Fool for Love — a middle-years Shepard play concerning the battle between terror and love and the wounds that dynamic produces — is perhaps the most immediately approachable of the four plays. “The will to love offers me hope in it of itself,” said Moran. “In the midst of a ‘hook-up’ culture where we seem to be more and more tolerant of detachment and non-committal behavior, sincere passion rings rare.” Shepard offers no answers, but instead paints a rich and complex canvas.

Dutchman, by Leroi Jones, and Yellowman, by Dael Orlandersmith, are presented as a suite, contrasting each other as different perspectives “in our constantly changing inability to reconcile racism in our country,” said Moran. Yellowman is fundamentally about alienation and striving to find oneself in a world that rejects you — “a play that taps into something we all deeply recognize as human and allows us to celebrate that condition through catharsis,” he said. Dutchman, however, is difficult for audiences if for no other reason than because it purposefully refuses to offer a resolution. “Many people find this play divisive, disruptive, and unproductive — particularly white audiences,” said Moran, who’s white himself. “If delving into diverse points of view can increase our capacity for compassion, and our capacity for compassion is directly proportional to our ability to strengthen an overall interconnected point of view, there are few divisive forces more worthy of our attention than racism.”
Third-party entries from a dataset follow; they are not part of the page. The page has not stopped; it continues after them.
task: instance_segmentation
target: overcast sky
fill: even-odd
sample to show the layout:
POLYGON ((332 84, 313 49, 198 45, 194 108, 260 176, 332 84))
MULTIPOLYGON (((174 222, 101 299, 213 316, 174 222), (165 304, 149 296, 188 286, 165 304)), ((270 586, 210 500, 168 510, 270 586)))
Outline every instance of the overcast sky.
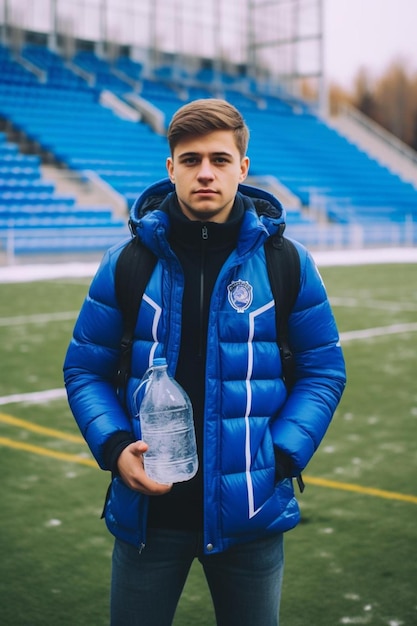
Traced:
POLYGON ((350 87, 363 66, 379 76, 394 59, 417 72, 417 0, 324 0, 325 66, 350 87))

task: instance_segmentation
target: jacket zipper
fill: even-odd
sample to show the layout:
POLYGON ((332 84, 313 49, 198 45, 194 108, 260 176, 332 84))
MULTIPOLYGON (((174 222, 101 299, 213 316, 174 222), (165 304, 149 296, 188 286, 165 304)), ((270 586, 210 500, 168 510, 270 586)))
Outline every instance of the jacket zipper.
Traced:
POLYGON ((204 288, 205 288, 205 272, 206 272, 206 249, 208 240, 208 229, 206 224, 201 227, 201 258, 200 258, 200 341, 198 356, 203 355, 203 330, 204 330, 204 288))

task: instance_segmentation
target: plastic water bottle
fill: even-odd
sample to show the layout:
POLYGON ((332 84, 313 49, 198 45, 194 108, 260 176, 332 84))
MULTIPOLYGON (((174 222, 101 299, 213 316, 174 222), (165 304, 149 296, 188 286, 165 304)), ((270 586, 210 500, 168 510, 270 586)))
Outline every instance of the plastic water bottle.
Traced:
POLYGON ((190 480, 198 469, 190 399, 169 375, 165 358, 154 359, 139 389, 145 383, 138 411, 141 436, 149 446, 144 454, 145 471, 158 483, 190 480))

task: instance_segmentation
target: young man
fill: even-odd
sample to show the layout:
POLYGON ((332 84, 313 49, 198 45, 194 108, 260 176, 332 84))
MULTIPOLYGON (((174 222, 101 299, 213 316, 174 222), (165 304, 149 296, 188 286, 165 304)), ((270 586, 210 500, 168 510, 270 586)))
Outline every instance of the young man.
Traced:
MULTIPOLYGON (((68 398, 100 467, 112 472, 105 519, 115 535, 111 623, 168 626, 194 558, 219 626, 276 626, 283 533, 299 521, 292 478, 317 449, 345 385, 320 275, 298 243, 289 319, 296 382, 287 393, 264 243, 283 227, 269 194, 247 186, 248 129, 223 100, 199 100, 168 129, 169 180, 131 212, 158 262, 145 289, 126 405, 114 387, 122 315, 111 249, 91 284, 65 361, 68 398), (190 396, 200 468, 188 482, 146 475, 133 393, 153 356, 190 396)), ((197 616, 196 616, 196 619, 197 616)))

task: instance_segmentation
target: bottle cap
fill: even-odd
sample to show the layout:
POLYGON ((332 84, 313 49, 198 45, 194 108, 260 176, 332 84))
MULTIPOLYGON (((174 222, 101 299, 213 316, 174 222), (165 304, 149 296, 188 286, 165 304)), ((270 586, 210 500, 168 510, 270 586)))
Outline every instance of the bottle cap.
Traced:
POLYGON ((162 365, 166 365, 167 364, 167 360, 165 357, 157 357, 153 360, 152 365, 154 367, 161 367, 162 365))

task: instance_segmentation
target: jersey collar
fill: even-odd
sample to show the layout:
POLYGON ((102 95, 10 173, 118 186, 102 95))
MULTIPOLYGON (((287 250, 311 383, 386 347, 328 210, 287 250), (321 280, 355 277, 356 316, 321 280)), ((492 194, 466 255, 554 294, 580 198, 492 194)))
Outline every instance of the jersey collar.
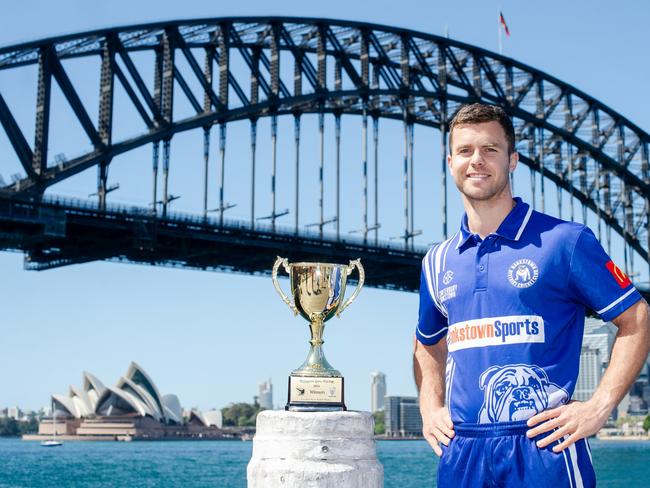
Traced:
MULTIPOLYGON (((515 206, 510 210, 510 213, 503 219, 499 228, 494 232, 495 235, 508 239, 510 241, 518 241, 530 220, 533 209, 530 205, 525 203, 519 197, 513 198, 515 206)), ((460 222, 460 232, 458 235, 458 243, 456 249, 463 247, 468 241, 471 243, 477 242, 478 236, 472 234, 469 230, 467 222, 467 213, 463 214, 460 222)))

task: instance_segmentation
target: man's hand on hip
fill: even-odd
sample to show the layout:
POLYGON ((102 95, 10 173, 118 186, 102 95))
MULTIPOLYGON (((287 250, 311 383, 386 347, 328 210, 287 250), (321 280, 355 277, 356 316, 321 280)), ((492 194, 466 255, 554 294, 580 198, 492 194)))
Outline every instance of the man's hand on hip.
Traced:
POLYGON ((570 402, 567 405, 540 412, 528 419, 528 427, 534 428, 526 432, 526 435, 533 438, 552 431, 537 441, 539 448, 544 448, 566 436, 557 446, 553 447, 553 452, 561 452, 580 439, 598 432, 607 421, 608 416, 607 410, 597 408, 591 401, 570 402))
POLYGON ((440 444, 449 445, 454 437, 454 424, 451 422, 447 407, 434 407, 421 409, 422 413, 422 435, 427 440, 433 452, 438 457, 442 456, 440 444))

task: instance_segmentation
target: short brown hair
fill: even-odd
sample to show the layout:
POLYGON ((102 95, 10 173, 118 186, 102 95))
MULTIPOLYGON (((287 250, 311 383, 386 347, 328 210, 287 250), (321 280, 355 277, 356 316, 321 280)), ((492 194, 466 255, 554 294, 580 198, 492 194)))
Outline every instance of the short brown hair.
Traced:
POLYGON ((515 129, 512 120, 508 114, 496 105, 486 105, 483 103, 472 103, 463 105, 449 124, 449 150, 451 152, 451 136, 454 128, 459 125, 482 124, 484 122, 496 121, 503 128, 508 143, 508 153, 515 152, 515 129))

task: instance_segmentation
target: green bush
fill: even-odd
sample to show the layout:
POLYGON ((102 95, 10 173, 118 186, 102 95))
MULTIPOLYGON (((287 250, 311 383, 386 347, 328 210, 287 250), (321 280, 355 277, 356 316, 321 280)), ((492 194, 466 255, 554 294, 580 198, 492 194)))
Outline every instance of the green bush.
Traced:
POLYGON ((257 414, 261 411, 259 404, 231 403, 221 409, 224 427, 255 427, 257 414))
POLYGON ((18 422, 14 419, 0 419, 0 436, 3 437, 15 437, 20 435, 20 429, 18 428, 18 422))
POLYGON ((385 415, 384 412, 379 411, 372 414, 372 417, 375 419, 375 435, 382 435, 386 433, 386 427, 384 425, 385 415))

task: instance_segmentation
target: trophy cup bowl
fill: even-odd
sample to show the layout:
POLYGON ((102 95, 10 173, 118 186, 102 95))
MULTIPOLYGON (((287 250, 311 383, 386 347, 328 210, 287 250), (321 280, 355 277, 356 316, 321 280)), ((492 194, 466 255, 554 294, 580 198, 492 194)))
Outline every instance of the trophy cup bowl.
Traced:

In the solo show, Here Lies Henry, written by Daniel MacIvor and performed by Moran, the title character presents the audience with the beauty of a trapped soul intent on figuring it all out through his guise as a chronic fibber. “It reveals the pitfalls of life, love, and the unspeakable nature of ‘nothing, nothing, nothing, nothing,'” said Moran, who has performed it twice in Chicago with the Interrobang Theatre Project.

Blattel and Moran first met in middle-school productions in El Cerrito. During the next few years, they worked together at the Young Actors Workshop, a youth program that’s administered through Contra Costa College and is now based at Park Day. In 2005 they graduated from El Cerrito High School, following a successful production of Two Roads, a play written and directed by Moran and starring Blattel. Later, they reprised the production, the first freshman to do so at Boston University where both studied theater. After college they parted ways for some time: Blattel landed in Miami working with disadvantaged schools while Moran made his way to Chicago, where he auditioned, directed, and took work helping adults with developmental disabilities.

“We would talk now and then,” said Moran, “and what’s interesting is that we were both attracted to humanitarian work and viewpoint on the world.” A little more than a year ago, both returned to California. Blattel began work at the educational nonprofit City Year in Sacramento and enrolled in a masters program in public policy and administration at Sacramento State University. Meanwhile, Moran had been accepted to the highly ranked UC San Diego Theatre & Dance Program.

“We’d always talked and dreamed about having a company together, and it was the right time,” said Blattel. “It has been a community project. If not for the [Kickstarter] support, even as we were building the train while laying the tracks, this never would have happened.”

The Ubuntu Theater Project intends to produce a second theater festival next summer. In 2015, after both have finished their studies, Blattel and Moran plan to launch a full-scale production company offering a year-long calendar and classes. But for the time being, and for a first go-around, Blattel and Moran are shaking off their broken chains and offering people something that is what it is because of who they all are. Ubuntu.